British noble (1919–2011)

Georgina, Lady Kennard (formerly Phillips; 17 October 1919 – 28 April 2011) was a British aristocrat who was considered "one of the best connected women in the country." She was connected to many prominent families such as the royal family and the Mountbattens, Grosvenors, Hamiltons and Burnetts and the Russian imperial family.

==Life==
Georgina Wernher was born in Edinburgh, Scotland on 17 October 1919, the second child and elder daughter of Sir Harold Augustus Wernher, 3rd Bt, and Countess Anastasia de Torby.

She was the maternal granddaughter of Grand Duke Michael Mikhailovich of Russia (grandson of Tsar Nicholas I and first cousin of Tsar Alexander III), and also descended from the Russian writer Alexander Pushkin and the Afro-Russian military officer Abram Petrovich Hannibal. The family's country home was Luton Hoo. Gina "came out" as a debutante in the 1937 "coronation" season, aged only 17 but already having completed her education with studies in domestic science.

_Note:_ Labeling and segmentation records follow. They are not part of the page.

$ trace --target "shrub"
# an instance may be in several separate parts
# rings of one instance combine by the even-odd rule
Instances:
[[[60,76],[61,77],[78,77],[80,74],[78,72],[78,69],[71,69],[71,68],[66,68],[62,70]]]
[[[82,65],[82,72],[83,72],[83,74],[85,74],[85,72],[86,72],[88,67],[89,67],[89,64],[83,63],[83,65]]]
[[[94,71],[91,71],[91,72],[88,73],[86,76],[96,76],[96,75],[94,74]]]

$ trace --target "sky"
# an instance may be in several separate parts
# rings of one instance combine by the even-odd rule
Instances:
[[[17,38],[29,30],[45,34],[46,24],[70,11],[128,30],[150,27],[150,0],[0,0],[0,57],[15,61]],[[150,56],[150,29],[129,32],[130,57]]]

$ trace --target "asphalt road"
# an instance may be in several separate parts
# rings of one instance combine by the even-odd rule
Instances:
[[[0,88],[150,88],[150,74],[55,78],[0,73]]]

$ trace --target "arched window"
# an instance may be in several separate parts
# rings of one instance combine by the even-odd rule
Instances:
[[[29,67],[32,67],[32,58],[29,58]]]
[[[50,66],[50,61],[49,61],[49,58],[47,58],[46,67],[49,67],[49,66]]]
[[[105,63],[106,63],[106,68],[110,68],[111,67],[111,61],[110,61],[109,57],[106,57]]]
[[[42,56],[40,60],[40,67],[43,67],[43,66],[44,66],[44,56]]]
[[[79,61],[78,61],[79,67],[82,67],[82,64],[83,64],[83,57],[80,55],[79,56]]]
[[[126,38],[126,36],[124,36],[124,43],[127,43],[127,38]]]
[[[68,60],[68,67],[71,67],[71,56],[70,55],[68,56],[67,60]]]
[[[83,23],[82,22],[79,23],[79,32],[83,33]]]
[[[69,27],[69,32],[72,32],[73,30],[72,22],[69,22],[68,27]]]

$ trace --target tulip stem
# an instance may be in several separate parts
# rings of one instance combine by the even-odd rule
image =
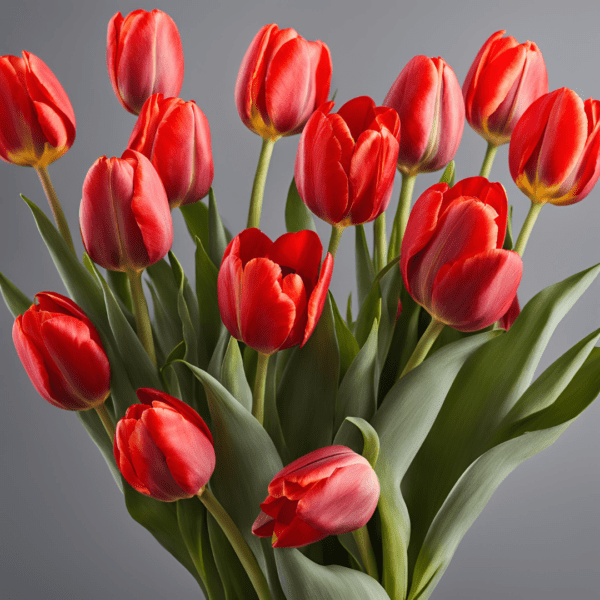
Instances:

She was a godmother of Andrew Mountbatten-Windsor, formerly known as Prince Andrew of the United Kingdom, Duke of York.

On 10 October 1944, Gina Wernher married Lt.-Col. Harold "Bunny" Phillips (1909–1980), a former lover of Edwina, Countess Mountbatten of Burma. They had five children:

- Alexandra Anastasia Hamilton, Duchess of Abercorn known as 'Sacha' and was the goddaughter of Lord Louis Mountbatten (27 February 1946 – 9 December 2018)
- Nicholas Harold Phillips (23 August 1947 – 1 March 1991)
- Fiona Mercedes Burnett (born 30 March 1951), mother of Alexander Burnett
- Marita Georgina Crawley (born 28 May 1954)
- Natalia Ayesha Grosvenor, Duchess of Westminster (born 8 May 1959), mother of Lady Edwina Snow and Hugh Grosvenor, 7th Duke of Westminster

Lady Kennard's first husband, Harold Phillips, died in 1980. She was remarried in 1992 to Sir George Arnold Ford Kennard, 3rd Bt. (1915–1999).

Lady Kennard died at her home in London on 28 April 2011 aged 91 years old.